Mais il y a des points beaucoup plus sombres dans « Are You Listening? ». Dolores profite ici de la virtuosité de ses nouveaux musiciens métal (ils ont joué avec Whitesnake, Ozzy Osbourne, The Therapy ?) pour exprimer la douleur à travers la guitare électrique. Influencé par le succès d’Evanescence, « Stay With Me » est un appel à son père pour qu’il ne meure pas d’un cancer ; ‘Black Widow’ traite du cancer de sa belle-mère, dont elle était très proche, mais en réalité il semble parler davantage de folie et de paranoïa en raison du type de sons terrifiants qu’elle utilise ; et « Dans le jardin », nous pouvons maintenant conclure qu’il dépeint la maltraitance des enfants dans ce qui aurait dû être un espace sûr pour un enfant. « Tu ne peux pas venir ici / Ou pleurer / Je garderai le secret jusqu’à ma mort / Et je ne sais même pas pourquoi. »
Dan Brodbeck a raconté que « les chansons n’ont pas été écrites avec un groupe en tête, donc nous étions libres d’en faire ce que nous voulions, c’est la raison d’un album solo. Nous étions libres de les emmener où Dolores le voulait. Et Dolores avait avancé à Hot Press, dans une interview alors qu’elle travaillait avec Angelo Badalamenti : « J’ai pu écrire des chansons avec mon époque et à ma manière.

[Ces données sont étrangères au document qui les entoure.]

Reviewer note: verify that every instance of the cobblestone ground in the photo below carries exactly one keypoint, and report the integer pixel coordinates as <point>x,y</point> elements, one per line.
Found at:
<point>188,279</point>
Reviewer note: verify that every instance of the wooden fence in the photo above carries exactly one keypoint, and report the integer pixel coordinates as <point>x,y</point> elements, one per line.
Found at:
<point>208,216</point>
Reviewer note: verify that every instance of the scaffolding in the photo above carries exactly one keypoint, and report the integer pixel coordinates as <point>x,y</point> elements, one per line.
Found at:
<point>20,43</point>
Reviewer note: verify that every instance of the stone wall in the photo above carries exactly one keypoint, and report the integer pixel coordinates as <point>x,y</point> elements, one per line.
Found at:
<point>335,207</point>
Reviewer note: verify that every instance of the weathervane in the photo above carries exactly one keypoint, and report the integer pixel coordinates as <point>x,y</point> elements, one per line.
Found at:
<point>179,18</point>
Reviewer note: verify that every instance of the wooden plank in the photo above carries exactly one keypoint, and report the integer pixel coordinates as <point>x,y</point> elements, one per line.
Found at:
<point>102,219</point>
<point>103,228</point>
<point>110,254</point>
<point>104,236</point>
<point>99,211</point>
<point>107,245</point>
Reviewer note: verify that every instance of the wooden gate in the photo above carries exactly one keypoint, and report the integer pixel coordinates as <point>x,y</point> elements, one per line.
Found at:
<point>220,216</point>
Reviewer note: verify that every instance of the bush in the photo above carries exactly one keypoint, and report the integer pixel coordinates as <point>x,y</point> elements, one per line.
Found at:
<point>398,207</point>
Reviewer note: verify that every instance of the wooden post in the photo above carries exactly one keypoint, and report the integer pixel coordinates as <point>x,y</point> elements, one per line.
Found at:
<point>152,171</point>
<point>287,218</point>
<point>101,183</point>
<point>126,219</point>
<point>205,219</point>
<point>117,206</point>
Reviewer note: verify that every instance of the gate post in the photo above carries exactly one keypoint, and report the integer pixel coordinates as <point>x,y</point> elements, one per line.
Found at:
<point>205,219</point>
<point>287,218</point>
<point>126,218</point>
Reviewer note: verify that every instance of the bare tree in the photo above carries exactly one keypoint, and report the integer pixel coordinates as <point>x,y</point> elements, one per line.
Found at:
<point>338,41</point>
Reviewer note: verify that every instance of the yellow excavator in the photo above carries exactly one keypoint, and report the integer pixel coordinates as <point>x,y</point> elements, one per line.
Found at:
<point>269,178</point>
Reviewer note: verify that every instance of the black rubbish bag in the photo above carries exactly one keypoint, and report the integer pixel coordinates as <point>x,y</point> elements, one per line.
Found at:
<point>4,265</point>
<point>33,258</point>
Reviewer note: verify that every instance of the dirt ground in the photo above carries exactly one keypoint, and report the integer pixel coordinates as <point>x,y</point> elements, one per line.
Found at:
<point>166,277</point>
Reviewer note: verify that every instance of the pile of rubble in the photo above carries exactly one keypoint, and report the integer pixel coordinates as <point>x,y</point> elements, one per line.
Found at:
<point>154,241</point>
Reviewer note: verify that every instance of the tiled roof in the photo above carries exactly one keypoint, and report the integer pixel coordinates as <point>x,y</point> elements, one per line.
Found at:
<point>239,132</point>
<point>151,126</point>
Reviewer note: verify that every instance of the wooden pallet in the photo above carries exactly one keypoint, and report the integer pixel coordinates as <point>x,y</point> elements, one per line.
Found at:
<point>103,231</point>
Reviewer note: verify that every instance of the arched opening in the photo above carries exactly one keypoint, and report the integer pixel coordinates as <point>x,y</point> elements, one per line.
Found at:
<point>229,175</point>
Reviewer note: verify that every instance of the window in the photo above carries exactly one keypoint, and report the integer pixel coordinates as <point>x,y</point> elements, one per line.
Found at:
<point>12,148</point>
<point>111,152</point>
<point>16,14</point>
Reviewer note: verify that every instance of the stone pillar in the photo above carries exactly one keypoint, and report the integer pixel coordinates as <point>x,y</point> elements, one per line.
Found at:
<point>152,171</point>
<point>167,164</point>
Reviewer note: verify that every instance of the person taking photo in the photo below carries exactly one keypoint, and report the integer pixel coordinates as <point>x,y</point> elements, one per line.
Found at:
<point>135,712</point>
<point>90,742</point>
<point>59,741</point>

Il y a des paroles sur le prochain album que je ne pourrais jamais chanter dans un groupe de garçons qui se trouve avoir une chanteuse. Cette fois, je pouvais aller n’importe où et dire n’importe quoi sans avoir à me soucier que les mecs soient à l’aise avec ça. Il y a tellement plus de liberté. »
L’album débat entre la force d’October, dans lequel elle justifie sa carrière solo, ou simplement le besoin de se débrouiller seule, avec une totale vulnérabilité. Dans la montée de ton du refrain de ‘Stay With Me’, ou dans l’interprétation déchirée de ‘October’ on retrouvait une des chanteuses fondamentales de sa génération en forme, une de celles qui ont été anéanties par la maxime que roucouler n’est pas frais. Mais aussi dans cette dernière étape, elle a mûri en tant que compositrice. Si les albums de Cranberries ont toujours eu tendance à se clôturer sur un thème a cappella, orgue, piano, acoustique, décadent… celui-ci le fait avec une aura de mystère.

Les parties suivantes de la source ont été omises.